平成23年度の歯科疾患実態調査によると、80歳で20本以上の歯を有する人の割合が38.3%だそうで、これはもちろん過去最高です。
前回の平成17年の24.1%から14.2%も増加しました。

では、この6年の間に歯科医療に何か大きな出来事があったかというと、そうではありません。
歯科医師会が8020運動を地道にやってきた努力の成果が遂に花開いた!というわけでもなさそうです。

これは、1990年代に60歳代の人達の歯の喪失を抑制出来たことの結果であることは間違いありません。
それまでは60歳代になると一挙に歯を喪失していたのですが、これが抑えられるようになった、と。
もっと突き詰めて言うと、90年代に我が国の歯周病治療に大きな進展があったということです。

私が歯科医師になって大学の歯周病学講座に勤務し始めたのが1990年です。
その当時、大学病院に歯周病の治療を受けに来る患者さんといえば「近くの開業医では残っている歯を全部抜くしかないと言われたのですが何とかなりませんか」という来院理由の人が少なくなかったんですね。
少なくなかったというよりも、かなり多かったと言った方が良いでしょう。
しかし、2001年に大学を退職する頃にはそういった来院理由の人は皆無に等しくなっておりました。
要するに、その10年の間に街の開業医さんでも普通に歯周病治療が行われるようになっていったわけです。

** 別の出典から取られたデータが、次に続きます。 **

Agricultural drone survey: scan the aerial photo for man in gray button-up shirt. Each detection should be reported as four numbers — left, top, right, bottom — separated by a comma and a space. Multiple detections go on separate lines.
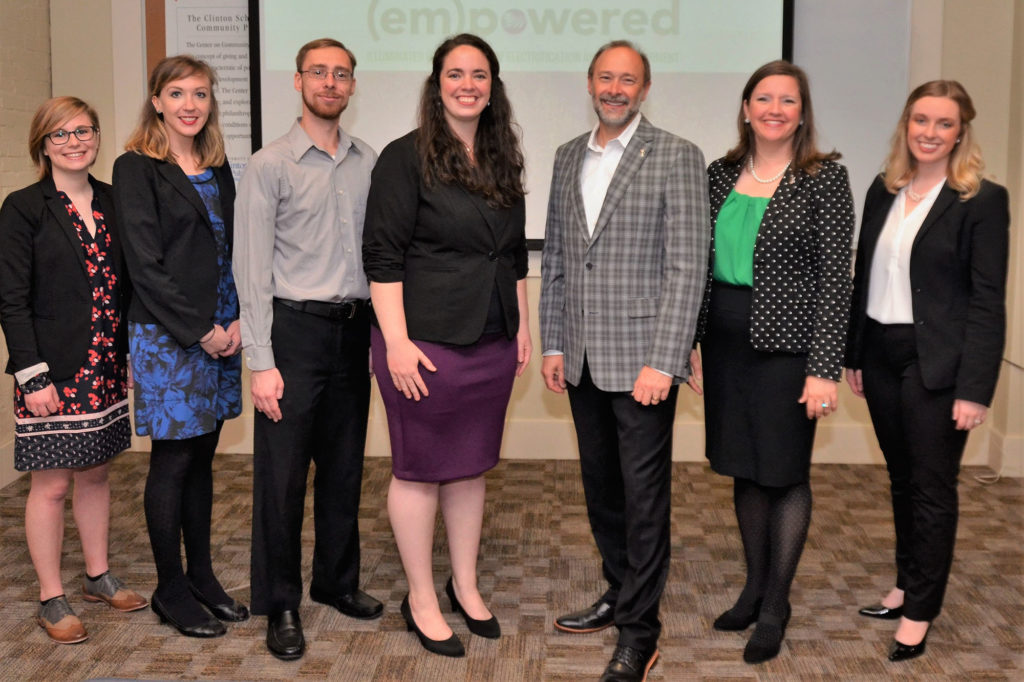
233, 39, 382, 659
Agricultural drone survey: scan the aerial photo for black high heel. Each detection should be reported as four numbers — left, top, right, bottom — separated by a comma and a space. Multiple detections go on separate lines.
743, 604, 793, 664
444, 577, 502, 639
399, 594, 466, 658
712, 599, 761, 632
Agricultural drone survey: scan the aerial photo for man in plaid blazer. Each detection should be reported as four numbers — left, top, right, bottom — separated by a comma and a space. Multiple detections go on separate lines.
540, 41, 711, 681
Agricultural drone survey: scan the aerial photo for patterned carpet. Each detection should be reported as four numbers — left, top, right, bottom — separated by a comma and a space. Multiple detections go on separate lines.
0, 454, 1024, 682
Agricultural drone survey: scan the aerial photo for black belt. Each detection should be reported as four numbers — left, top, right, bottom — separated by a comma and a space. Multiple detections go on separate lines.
273, 297, 367, 319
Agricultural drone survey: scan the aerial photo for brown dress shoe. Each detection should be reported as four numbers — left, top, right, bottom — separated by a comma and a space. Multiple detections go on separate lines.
36, 595, 89, 644
82, 571, 150, 611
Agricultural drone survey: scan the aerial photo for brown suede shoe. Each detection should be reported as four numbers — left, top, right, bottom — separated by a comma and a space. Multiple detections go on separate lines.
82, 571, 150, 611
36, 595, 89, 644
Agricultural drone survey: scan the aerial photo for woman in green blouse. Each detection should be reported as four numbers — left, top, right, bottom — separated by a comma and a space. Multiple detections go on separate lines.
691, 61, 854, 664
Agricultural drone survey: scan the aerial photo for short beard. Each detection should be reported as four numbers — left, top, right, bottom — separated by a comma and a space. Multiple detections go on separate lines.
594, 97, 640, 128
302, 93, 348, 121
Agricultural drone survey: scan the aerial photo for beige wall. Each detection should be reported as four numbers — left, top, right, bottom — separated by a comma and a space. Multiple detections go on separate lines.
0, 0, 50, 486
0, 0, 1024, 481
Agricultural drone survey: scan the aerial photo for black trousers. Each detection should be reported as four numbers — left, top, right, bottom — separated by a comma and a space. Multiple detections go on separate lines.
862, 321, 968, 621
567, 361, 679, 652
252, 302, 370, 614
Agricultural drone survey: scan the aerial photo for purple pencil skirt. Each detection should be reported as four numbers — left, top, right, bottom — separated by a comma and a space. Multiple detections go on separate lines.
370, 325, 516, 482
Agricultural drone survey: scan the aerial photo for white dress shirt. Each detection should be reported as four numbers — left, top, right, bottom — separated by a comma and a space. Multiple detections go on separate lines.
580, 113, 640, 237
867, 180, 946, 325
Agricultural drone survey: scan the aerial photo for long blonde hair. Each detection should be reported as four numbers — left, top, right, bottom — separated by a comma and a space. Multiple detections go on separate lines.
883, 81, 985, 201
125, 54, 226, 168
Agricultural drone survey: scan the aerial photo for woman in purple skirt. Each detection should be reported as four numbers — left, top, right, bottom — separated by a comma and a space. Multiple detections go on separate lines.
362, 34, 532, 656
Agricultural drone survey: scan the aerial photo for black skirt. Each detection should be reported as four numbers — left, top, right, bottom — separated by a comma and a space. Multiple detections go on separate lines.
700, 282, 817, 486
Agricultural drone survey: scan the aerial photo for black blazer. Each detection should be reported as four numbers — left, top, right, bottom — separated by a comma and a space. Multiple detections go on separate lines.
697, 159, 855, 381
114, 152, 234, 348
847, 176, 1010, 406
0, 175, 129, 381
362, 131, 527, 345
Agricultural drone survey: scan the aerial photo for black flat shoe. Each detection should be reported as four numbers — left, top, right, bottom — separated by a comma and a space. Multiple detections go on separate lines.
555, 599, 615, 634
188, 584, 249, 623
444, 578, 502, 639
309, 586, 384, 621
857, 604, 903, 621
712, 599, 761, 632
889, 628, 931, 662
600, 646, 657, 682
266, 610, 306, 660
150, 592, 227, 637
400, 594, 466, 658
743, 604, 793, 664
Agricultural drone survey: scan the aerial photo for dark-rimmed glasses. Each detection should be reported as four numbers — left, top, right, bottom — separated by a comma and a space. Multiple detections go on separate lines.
46, 126, 99, 146
299, 68, 352, 83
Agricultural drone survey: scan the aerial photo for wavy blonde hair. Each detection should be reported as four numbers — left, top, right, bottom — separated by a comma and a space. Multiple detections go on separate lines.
883, 81, 985, 202
125, 54, 226, 168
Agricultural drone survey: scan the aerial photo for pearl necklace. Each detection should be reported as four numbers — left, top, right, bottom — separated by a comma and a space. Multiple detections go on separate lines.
748, 154, 793, 184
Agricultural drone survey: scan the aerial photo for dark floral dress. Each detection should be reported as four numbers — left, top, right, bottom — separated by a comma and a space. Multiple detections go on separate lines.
129, 169, 242, 440
14, 191, 131, 471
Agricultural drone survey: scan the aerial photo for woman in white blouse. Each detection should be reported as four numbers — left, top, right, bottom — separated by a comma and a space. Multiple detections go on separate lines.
846, 81, 1010, 660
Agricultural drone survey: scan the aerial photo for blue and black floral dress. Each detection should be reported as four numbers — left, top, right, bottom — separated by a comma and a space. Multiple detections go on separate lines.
129, 168, 242, 440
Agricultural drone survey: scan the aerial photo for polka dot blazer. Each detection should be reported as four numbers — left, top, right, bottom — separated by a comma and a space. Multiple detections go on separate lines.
697, 159, 854, 381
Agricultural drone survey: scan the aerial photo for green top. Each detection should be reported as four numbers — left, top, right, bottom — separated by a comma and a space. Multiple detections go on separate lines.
713, 189, 771, 287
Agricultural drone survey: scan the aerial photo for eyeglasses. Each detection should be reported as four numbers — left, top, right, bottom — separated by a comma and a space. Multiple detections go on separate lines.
299, 69, 352, 83
46, 126, 99, 146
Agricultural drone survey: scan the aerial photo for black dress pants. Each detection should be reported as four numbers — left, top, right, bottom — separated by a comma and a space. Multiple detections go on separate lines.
567, 361, 679, 653
252, 301, 370, 615
862, 319, 968, 621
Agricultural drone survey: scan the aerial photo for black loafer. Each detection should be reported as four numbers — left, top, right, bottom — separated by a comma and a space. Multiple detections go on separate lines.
555, 599, 615, 634
266, 610, 306, 660
600, 646, 657, 682
309, 586, 384, 621
857, 604, 903, 621
889, 633, 928, 662
188, 585, 249, 623
150, 592, 227, 637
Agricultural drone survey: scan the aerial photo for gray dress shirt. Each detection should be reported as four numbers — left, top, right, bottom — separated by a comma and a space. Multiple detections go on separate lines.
233, 121, 377, 371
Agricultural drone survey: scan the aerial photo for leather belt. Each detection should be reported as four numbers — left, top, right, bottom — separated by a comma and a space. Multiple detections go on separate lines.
273, 297, 367, 319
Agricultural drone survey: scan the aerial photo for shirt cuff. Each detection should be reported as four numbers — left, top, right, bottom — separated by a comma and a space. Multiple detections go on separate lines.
242, 346, 278, 372
14, 363, 50, 386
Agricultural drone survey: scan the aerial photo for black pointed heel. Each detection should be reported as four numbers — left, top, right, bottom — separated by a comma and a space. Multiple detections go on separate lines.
400, 594, 466, 658
444, 578, 502, 639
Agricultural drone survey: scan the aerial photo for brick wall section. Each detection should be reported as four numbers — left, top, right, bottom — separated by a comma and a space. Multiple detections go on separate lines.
0, 0, 50, 486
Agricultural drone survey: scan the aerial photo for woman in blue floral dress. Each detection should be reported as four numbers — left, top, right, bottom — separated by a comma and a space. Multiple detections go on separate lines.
114, 56, 249, 637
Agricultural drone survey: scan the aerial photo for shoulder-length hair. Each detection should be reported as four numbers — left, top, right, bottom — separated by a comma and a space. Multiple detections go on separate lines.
725, 59, 843, 175
125, 54, 225, 168
883, 81, 985, 201
416, 33, 525, 207
29, 97, 99, 180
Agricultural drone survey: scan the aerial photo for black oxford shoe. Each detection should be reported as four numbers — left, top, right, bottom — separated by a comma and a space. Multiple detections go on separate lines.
266, 610, 306, 660
309, 586, 384, 621
600, 646, 657, 682
555, 599, 615, 634
857, 604, 903, 621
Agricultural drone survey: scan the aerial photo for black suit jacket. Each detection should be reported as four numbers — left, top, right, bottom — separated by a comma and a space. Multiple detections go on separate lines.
847, 177, 1010, 404
114, 152, 234, 348
698, 159, 855, 381
362, 131, 527, 345
0, 175, 128, 381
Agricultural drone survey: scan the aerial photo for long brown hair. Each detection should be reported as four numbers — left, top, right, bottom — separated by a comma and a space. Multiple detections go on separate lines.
29, 97, 99, 180
725, 59, 843, 175
125, 54, 225, 168
883, 81, 985, 201
416, 33, 525, 207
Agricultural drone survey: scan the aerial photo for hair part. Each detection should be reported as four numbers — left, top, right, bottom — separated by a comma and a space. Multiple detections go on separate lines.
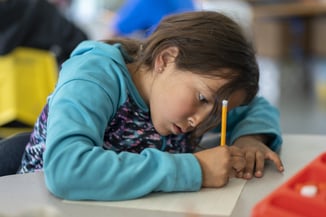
104, 11, 259, 146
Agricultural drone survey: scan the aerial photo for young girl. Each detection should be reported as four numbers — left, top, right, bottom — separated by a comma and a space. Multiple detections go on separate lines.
20, 11, 283, 200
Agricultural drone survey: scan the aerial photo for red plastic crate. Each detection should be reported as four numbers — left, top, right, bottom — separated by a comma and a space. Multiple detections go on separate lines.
251, 152, 326, 217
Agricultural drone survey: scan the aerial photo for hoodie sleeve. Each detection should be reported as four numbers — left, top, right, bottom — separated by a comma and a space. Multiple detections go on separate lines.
44, 42, 201, 201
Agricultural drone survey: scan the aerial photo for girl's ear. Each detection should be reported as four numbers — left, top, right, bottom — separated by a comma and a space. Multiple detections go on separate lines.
154, 47, 179, 72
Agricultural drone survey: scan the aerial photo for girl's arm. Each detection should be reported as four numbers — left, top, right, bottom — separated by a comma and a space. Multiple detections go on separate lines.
44, 43, 202, 200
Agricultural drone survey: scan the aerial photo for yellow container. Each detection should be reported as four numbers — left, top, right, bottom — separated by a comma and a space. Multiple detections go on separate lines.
0, 47, 58, 126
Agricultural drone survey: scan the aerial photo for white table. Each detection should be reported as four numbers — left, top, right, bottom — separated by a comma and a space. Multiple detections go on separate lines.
0, 135, 326, 217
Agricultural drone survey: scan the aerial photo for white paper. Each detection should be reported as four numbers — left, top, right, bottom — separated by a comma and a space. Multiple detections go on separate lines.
64, 178, 246, 216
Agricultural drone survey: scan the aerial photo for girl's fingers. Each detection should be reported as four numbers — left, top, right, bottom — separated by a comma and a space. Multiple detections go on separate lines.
255, 151, 265, 178
266, 151, 284, 172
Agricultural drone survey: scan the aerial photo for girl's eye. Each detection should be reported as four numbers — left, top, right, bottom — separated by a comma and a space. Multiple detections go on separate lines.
199, 93, 208, 103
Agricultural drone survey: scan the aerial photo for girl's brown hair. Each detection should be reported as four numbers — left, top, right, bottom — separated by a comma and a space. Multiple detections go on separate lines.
103, 11, 259, 144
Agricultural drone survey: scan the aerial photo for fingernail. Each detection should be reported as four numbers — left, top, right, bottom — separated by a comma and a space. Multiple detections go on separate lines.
245, 173, 251, 179
255, 171, 263, 177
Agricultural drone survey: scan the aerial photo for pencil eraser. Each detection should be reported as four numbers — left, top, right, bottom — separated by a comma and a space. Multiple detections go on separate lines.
300, 185, 318, 197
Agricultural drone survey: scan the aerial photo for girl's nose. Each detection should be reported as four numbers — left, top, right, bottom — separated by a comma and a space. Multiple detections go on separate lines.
188, 112, 207, 128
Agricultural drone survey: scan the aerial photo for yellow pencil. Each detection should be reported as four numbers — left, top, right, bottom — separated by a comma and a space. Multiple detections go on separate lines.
220, 100, 228, 146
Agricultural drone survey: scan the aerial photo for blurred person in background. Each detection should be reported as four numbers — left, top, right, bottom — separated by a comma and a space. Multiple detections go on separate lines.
110, 0, 196, 38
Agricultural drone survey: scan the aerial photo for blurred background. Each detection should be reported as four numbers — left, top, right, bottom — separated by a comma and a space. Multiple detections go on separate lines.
0, 0, 326, 137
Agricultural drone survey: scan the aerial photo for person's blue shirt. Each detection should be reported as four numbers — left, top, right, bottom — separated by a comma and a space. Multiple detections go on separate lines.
113, 0, 196, 37
20, 41, 282, 200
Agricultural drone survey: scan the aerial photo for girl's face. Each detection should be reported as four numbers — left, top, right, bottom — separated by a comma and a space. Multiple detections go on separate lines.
148, 63, 243, 135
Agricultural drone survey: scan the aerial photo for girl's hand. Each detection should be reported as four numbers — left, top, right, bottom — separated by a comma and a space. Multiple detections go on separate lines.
194, 146, 245, 187
233, 135, 284, 179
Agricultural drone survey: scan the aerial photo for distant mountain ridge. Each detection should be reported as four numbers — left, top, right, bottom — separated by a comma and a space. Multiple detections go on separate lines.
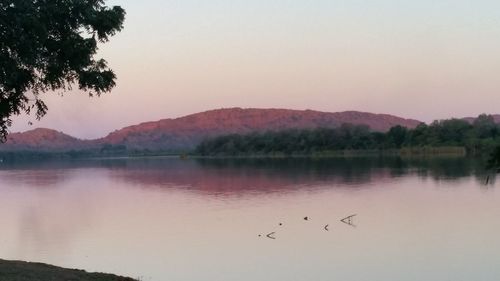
0, 108, 421, 151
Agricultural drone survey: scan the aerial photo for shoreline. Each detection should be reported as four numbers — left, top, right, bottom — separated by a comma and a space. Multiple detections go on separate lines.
0, 259, 138, 281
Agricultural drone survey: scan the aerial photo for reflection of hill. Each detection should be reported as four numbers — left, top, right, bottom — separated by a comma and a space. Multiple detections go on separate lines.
0, 157, 482, 191
105, 157, 486, 194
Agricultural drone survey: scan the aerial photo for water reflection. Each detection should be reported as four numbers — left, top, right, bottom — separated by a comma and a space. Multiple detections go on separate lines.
0, 157, 494, 192
0, 157, 500, 281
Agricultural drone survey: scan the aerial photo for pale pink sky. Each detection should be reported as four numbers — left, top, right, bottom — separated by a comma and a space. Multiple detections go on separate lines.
8, 0, 500, 138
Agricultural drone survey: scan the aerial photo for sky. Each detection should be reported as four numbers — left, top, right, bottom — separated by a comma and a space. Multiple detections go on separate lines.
11, 0, 500, 138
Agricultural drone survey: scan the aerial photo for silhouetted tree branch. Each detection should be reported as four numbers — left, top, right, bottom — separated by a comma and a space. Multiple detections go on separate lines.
0, 0, 125, 141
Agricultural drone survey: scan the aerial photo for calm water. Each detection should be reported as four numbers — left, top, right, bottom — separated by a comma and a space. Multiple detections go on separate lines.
0, 158, 500, 281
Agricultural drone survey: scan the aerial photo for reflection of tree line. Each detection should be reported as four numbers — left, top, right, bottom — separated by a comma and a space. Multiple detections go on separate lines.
106, 157, 492, 193
0, 157, 486, 189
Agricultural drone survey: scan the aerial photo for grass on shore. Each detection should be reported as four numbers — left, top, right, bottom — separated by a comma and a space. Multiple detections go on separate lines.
0, 260, 137, 281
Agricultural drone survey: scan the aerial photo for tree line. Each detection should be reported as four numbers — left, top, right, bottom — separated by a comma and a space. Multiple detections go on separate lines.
195, 114, 500, 156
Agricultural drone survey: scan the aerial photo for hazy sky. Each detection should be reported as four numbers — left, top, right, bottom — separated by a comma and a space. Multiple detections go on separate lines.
12, 0, 500, 138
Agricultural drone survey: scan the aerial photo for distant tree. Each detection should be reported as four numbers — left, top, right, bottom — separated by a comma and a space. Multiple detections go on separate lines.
0, 0, 125, 140
472, 114, 498, 138
387, 125, 408, 148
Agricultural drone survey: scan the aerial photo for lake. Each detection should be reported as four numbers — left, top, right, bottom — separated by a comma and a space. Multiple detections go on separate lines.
0, 157, 500, 281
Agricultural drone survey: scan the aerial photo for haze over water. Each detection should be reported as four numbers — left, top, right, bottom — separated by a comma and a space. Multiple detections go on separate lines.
0, 157, 500, 281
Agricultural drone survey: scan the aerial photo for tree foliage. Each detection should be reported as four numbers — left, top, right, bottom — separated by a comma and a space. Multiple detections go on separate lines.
196, 115, 500, 156
0, 0, 125, 140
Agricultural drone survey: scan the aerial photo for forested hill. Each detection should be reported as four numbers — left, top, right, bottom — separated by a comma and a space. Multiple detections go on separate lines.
0, 108, 420, 153
196, 115, 500, 156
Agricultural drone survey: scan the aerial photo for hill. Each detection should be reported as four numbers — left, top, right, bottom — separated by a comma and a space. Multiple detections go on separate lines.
97, 108, 420, 150
0, 128, 86, 152
0, 108, 421, 151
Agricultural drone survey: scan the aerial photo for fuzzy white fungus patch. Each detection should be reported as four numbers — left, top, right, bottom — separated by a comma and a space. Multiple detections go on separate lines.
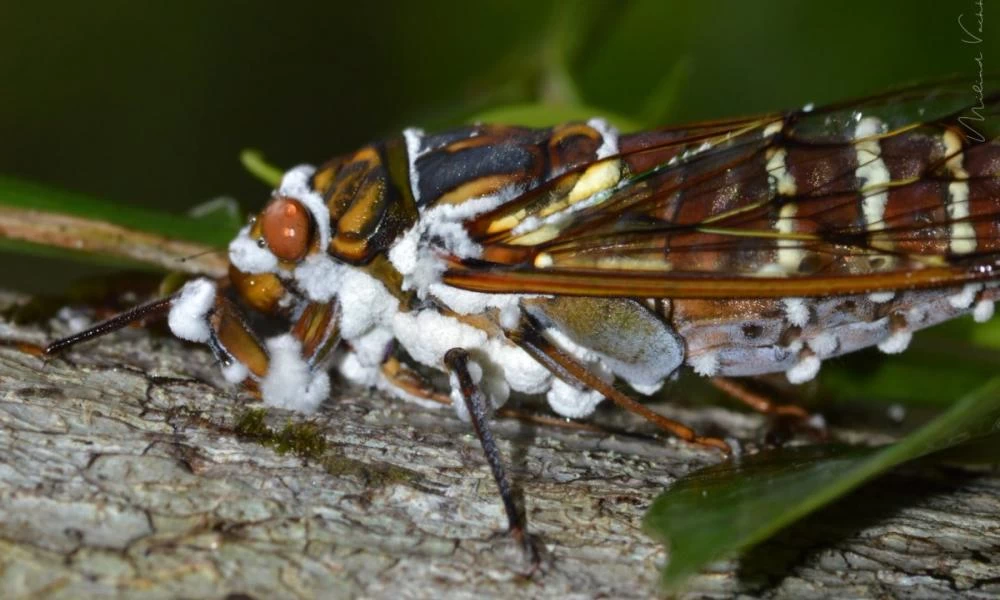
948, 283, 983, 309
545, 378, 604, 419
222, 360, 250, 384
392, 310, 486, 369
260, 334, 330, 413
806, 332, 840, 357
336, 352, 381, 387
295, 252, 349, 302
587, 118, 618, 159
389, 193, 522, 298
403, 127, 424, 204
868, 291, 896, 304
338, 268, 399, 340
167, 278, 215, 343
485, 339, 552, 394
785, 354, 822, 385
781, 298, 809, 327
688, 352, 721, 377
972, 300, 996, 323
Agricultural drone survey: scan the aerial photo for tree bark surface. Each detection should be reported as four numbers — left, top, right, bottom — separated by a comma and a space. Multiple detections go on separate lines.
0, 296, 1000, 598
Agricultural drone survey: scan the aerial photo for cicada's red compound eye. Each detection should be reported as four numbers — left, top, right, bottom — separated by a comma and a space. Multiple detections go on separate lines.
260, 196, 312, 262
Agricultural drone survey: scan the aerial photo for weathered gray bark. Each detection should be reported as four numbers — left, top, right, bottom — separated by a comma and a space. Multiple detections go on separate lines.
0, 290, 1000, 598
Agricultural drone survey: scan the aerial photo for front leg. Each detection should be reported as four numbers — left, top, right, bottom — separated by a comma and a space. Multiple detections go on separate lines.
45, 279, 340, 412
444, 348, 541, 575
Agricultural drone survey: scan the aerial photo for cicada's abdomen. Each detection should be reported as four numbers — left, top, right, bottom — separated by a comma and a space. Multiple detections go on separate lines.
669, 284, 1000, 383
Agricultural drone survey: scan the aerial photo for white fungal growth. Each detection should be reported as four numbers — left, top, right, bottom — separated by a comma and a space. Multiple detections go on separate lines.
229, 225, 278, 275
448, 360, 510, 422
806, 332, 840, 358
785, 354, 822, 385
972, 300, 995, 323
167, 278, 215, 343
688, 352, 721, 377
337, 268, 399, 340
403, 127, 424, 204
545, 379, 604, 419
485, 339, 552, 394
336, 352, 380, 388
587, 118, 618, 159
878, 329, 913, 354
389, 193, 522, 298
295, 252, 349, 302
427, 283, 521, 325
392, 310, 487, 369
222, 360, 250, 384
868, 291, 896, 304
260, 334, 330, 413
948, 283, 983, 310
781, 298, 809, 327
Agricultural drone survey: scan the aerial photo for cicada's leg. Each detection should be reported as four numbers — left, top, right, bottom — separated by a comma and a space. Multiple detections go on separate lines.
382, 356, 610, 433
710, 377, 810, 420
206, 296, 340, 412
444, 348, 541, 570
381, 356, 451, 405
45, 279, 339, 392
508, 320, 732, 454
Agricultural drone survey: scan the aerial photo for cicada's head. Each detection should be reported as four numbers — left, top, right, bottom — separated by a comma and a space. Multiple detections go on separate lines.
229, 167, 329, 313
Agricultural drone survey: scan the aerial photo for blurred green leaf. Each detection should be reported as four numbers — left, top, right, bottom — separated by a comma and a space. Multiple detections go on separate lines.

一部の医療機関でしか行われていなかったものが、広く一般的に行われるようになった10年間というのは大きな意味があります。
治療技術の進歩ももちろん大切ですが、基本的治療を実施する医療機関を拡大する方が、国民に対する恩恵が大きいことは言を俟ちません。
このことは、発展途上国における医療環境や、公的医療保険が一部を除いて存在しないアメリカの医療環境を見るにつけても明らかです。

そして我が国では、今後、より専門的な歯周病治療が一般開業医レベルで広く行われるようになるかもしれません。
「なるでしょう」ではなく「なるかもしれません」と書いたのは、もしかするとインプラントの普及によって「歯を残すよりサッサと抜いてインプラントにしましょう」という流れになる可能性が少なくない(個人的にはどうかと思いますけど)からです。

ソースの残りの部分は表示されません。